You've shared some very interesting, analytical posts on Influencer Marketing on LinkedIn. Can you summarise your thoughts on it here for our readers and recommend some best practices (especially for small to medium-sized businesses)?
Influencer marketing, if applied correctly, is one of the most prompt, responsive and cost-effective digital marketing strategies. Having said that, there is no solid principle for measurement of its impingement and evaluation of ROI – you really need to trial and test to find out what works best for you. There is a lot of influencer marketing fraud where people, who come across rich in data but really, they have used bots and other get-quick-follower-methods to accumulate large followings for Instagram or subscribers for YouTube. They will not only not produce results for you but also damage your brand, especially if you are an eCommerce business. It’s the equivalent of buying millions of bad SEO backlinks and put yourself at risk of Google spiders to rank you lower and even restrict genuine traffic to you.
When choosing influencers, you should look at their content first and then briefly screen their following and audience by going through the comments on YouTube and in the case of Instagram – their followers and comments engagement. Say, you are a brand selling DIY tools and you came across or were approached by this fashion & beauty influencer with 1.5 million followers and you end up advertising on their posts and feed. How would you feel as a consumer to see that content on their page? You’ll lose your trust in the influencer’s overall content and also see your marketing stunt as deceptive and desperate. This is detrimental for the influencer and the advertiser and the irony is, in most cases, they both don’t fully understand – what one should be charging and working with, and how much one should pay and advertise with.
For small to medium and even big organisations, it’s far more beneficial to use micro-influencers with audiences in the size range of 5,000 to 10,000 and have a set of 10 to 100 influencers to promote your brand as opposed to advertising with a handful of well known, largely followed pages. Instagram puts a cap on the number of followers of a specific page to see the content that they post; it’s hardly seen by 10% of the most engaged followers and they too are only interested in the niche the influencer is putting content out for. It’s far more cost effective and productive to capture 10% of an audience of 5,000 followers across 10 pages within your niche than 10% of a 50,000 ambiguous audience of one page. Mathematically, this may not make much sense but algorithmically it makes sense to me. If the algorithms pick up content that is trending across 10 accounts, it will push it to the explorer page of Instagram and also take off the cap of limited followers within the page. You could even go viral!

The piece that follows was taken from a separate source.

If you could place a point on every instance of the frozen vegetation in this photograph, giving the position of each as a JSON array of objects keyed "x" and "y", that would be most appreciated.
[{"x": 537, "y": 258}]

How should you now proceed? – Well, really that’s not an easy question to answer and carries multiple right answers, but this is what I would do: If I have a bakery and I sell patisseries, cakes and hot beverages, I will look for bloggers that are promoting fashion, beauty, apparel and indulgent eateries by default as their own native content. I will invite them or send them my product as a good gesture to see their reaction. I will then see if they actually like or dislike my product themselves. Once they’ve ticked those boxes, I will send them a guest invite or offer for them and up to three members of their family and friends in return of sharing their experience with their audience ‘posting your content on their feed’. You are now waiting for a response - if you can somehow measure the ROI and see that they are capable of turning £ 1 spent in marketing into £ 3 gross profit, you should consider making them a part of your business family for either heavily discounted or free products and/or a fair fee in line with your ROI. I really don’t care if you charge £50,000 for posting to your 200 million followers, if all I’m selling is a burger or milk-shake – it just doesn’t make much commercial sense. In my previous business I had some celebs with just under a million followers and verified accounts, coming to our café to enjoy the products with their families and friends followed by sharing it on their feeds. I never expected them to produce tens of thousands of pounds of instant cake sales and they too knew that. On the other hand, if I’m selling a financial product worth £ 1 million profit, I would happily pay £ 300k to a successful sales person come ‘influencer’.
Screening influencers or hiring someone to find the right ones could be a time consuming and futile exercise. You can buy licenses to AI systems ranging from $ 1,000 to $ 70,000 to screen more than the above discussed data about them and contact the right ones, run campaigns on automation. We train people from a single person business to a large bank or a billion-dollar group on strategies or carry out works on their behalf.